九步到缸,九步回阶。走了三遍,又走三遍。
刀搁在台阶上,刀尖对着院门,像在给她望风。她没看它。
快十四了。
褚玉安十三筑基,冉秋十四,孟南枝十四。扶桑十五,但人家体剑双修,打了三年底。
她呢?
练气十一层。三个月了。都没有到炼 气十二层。那层窗户纸就在那儿,看得见,摸不着。
九步。转身。
她低头看自己的手。雷光还能亮,风还能起,冰还能凝。可有什么用?练气就是练气。
九步。转身。
师父说,急不得。可师父筑基的时候多大?没人告诉她。
褚玉安说,你急什么,反正你是我师姐。可他十三就筑基了,站着说话不腰疼。
九步。转身。
她走到第七遍,忽然停下。
低头一看——青砖上被她踩出一道浅浅的白痕,从台阶到缸边,从缸边到台阶,来来回回,像谁用刀刻的印子。
她盯着那道白痕看了很久。
然后抬起头,看着那口缸。
缸里的水纹丝不动,倒映着灰蒙蒙的天。水里也有一个她,黑发紫眼,站在那儿看她。
“你什么时候筑基的?”她问。
水里的人没说话。
她又问一遍:“你什么时候筑基的?”
还是没说话。
风云螭盯着那张和自己一模一样的脸,忽然觉得很烦。
烦死了。
她一脚踢在缸沿上。
——然后就被拽进去了。
那一缸水的平面。
不是波纹。是整汪水忽然竖了起来,像一张立起来的纸,又像一道没有边框的门。风云螭只来得及看见自己的倒影在水面上扭曲成一个陌生的形状,然后——
一股力量从水里探出来,攥住她的手腕,把她整个人拽了进去。
她听见褚玉安在院门外喊“小师姐我给你带了——”的声音被瞬间掐断,像被人捂住了嘴。
然后是黑暗。
不是夜里的那种暗。是沉进水底的那种暗。四面八方都是水,可她睁着眼,水却进不了眼睛;她张着嘴,水却进不了喉咙。她就那么悬在一片虚空里,周围什么都没有,只有她自己和那把刀。
还有一口缸。
那口缸就在她面前。灰陶的,和她院子里那口一模一样,可它不在水里,它就在水里待着,像是一直待在这儿,等她来。
缸沿上蹲着一个人。
很小。比她现在还小。
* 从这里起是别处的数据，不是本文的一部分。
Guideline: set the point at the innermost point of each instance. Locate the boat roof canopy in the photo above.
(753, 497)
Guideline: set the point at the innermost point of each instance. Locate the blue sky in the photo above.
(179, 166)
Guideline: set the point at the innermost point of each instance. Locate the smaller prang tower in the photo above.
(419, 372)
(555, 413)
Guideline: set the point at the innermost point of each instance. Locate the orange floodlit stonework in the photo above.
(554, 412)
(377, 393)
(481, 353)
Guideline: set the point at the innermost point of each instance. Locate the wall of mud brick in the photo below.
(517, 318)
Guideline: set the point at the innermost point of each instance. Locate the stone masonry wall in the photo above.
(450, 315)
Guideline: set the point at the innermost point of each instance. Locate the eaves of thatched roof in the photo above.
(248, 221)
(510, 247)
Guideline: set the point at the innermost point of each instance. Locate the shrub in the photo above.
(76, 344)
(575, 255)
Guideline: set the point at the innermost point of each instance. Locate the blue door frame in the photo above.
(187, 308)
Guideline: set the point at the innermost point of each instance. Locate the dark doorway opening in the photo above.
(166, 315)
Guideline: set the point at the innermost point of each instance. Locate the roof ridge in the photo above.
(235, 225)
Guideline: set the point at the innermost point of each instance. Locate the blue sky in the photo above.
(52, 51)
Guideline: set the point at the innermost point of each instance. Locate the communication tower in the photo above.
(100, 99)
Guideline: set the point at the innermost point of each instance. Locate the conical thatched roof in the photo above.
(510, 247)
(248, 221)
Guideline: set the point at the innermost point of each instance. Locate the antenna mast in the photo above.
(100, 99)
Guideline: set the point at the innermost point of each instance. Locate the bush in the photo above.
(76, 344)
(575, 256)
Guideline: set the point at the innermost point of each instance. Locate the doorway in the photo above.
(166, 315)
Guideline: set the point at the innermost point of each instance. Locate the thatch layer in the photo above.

八九岁的样子,黑发紫眼,穿着她早就不穿了的旧衣裳,正低头看着缸里的水。
风云螭低头看自己。
她也是八九岁的样子。
“你是谁?”她问。
那个小女孩抬起头,看了她一眼。
那双眼睛是紫色的,和她一模一样。可那紫更浅,更亮,像是还没有沉过任何东西的暮色。
“你。”小女孩说。
风云螭沉默了一息。
“我知道是我。”她说,“我是问你在这里干什么。”
小女孩低下头,又看着缸里的水。
“等你。”
“等我干什么?”
小女孩没有回答。她伸出一根手指,轻轻点在水面上。
水面上漾开一圈涟漪。涟漪底下,有什么东西浮上来。
是一把刀。
灰扑扑的,刀身上有一只小小的爪印。和风云螭手里那把一模一样。
可它更小。小得像一个还没有做完的梦。
“这是你的。”小女孩说。
风云螭低头看了看自己手里的刀,又看了看水里那把。
“我有了。”
“那不一样。”小女孩道,“这是你没拿到的时候。”
风云螭听不懂。
她向来听不懂这种话。师父说话她听不懂,扶桑说话她有时也听不懂,现在连小时候的自己说话她也听不懂。
“你要给我什么?”她直接问。
小女孩看了她一眼,忽然笑了一下。
那是风云螭从来没有见过的表情。她不知道自己小时候会这样笑——嘴角轻轻弯着,眼睛亮亮的,像是看见了什么特别好的东西。
“你知道了。”小女孩说。
“知道什么?”
小女孩没有回答。她伸手指了指缸里的水。
风云螭低头看去。
水面上映着两个人。一个蹲在缸沿上,八九岁;一个悬在水里,也是八九岁。一模一样。
可当她仔细看,那水面上还有一个倒影。
在她身后。
很远很远的地方,有一道模模糊糊的影子,立在一片灰蒙蒙里,像是在看她,又像是在看别的什么。
风云螭回头。
什么都没有。
再转回来的时候,小女孩不见了。
缸沿上空空的,只有那口灰陶的缸,还有缸里那汪水。
水里那把小小的刀还在。
风云螭伸出手,握住它。
就在她握住的瞬间——
所有的水都涌了过来。
不是淹过来。是涌过来。像是那些水一直在等她伸手,等她握住那把刀,然后它们就可以找到进来的路。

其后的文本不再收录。